Deep Similarity Learning Loss Functions in Data Transformation for Class Imbalance
This work addresses classification challenges in multi-class imbalanced datasets, offering a novel pre-processing approach that modifies feature distributions without altering class sizes, though it is incremental in nature.
The paper tackles multi-class imbalanced data classification by using deep neural networks to learn new embedded representations through triplet loss functions, achieving improved performance over existing pre-processing methods and basic neural networks on benchmark datasets.

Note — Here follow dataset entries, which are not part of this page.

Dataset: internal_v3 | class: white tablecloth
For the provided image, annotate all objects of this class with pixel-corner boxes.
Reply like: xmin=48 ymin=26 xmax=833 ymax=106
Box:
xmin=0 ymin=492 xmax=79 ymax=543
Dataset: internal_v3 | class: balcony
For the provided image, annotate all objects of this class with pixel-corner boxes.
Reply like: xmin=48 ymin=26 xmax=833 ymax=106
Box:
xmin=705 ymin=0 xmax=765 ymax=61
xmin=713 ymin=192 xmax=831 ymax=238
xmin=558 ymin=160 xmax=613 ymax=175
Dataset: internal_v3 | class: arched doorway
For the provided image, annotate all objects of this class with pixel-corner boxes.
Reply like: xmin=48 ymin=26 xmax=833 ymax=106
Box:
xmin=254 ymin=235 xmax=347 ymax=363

Improving the classification of multi-class imbalanced data is more difficult than its two-class counterpart. In this paper, we use deep neural networks to train new representations of tabular multi-class data. Unlike the typically developed re-sampling pre-processing methods, our proposal modifies the distribution of features, i.e. the positions of examples in the learned embedded representation, and it does not modify the class sizes. To learn such embedded representations we introduced various definitions of triplet loss functions: the simplest one uses weights related to the degree of class imbalance, while the next proposals are intended for more complex distributions of examples and aim to generate a safe neighborhood of minority examples. Similarly to the resampling approaches, after applying such preprocessing, different classifiers can be trained on new representations. Experiments with popular multi-class imbalanced benchmark data sets and three classifiers showed the advantage of the proposed approach over popular pre-processing methods as well as basic versions of neural networks with classical loss function formulations.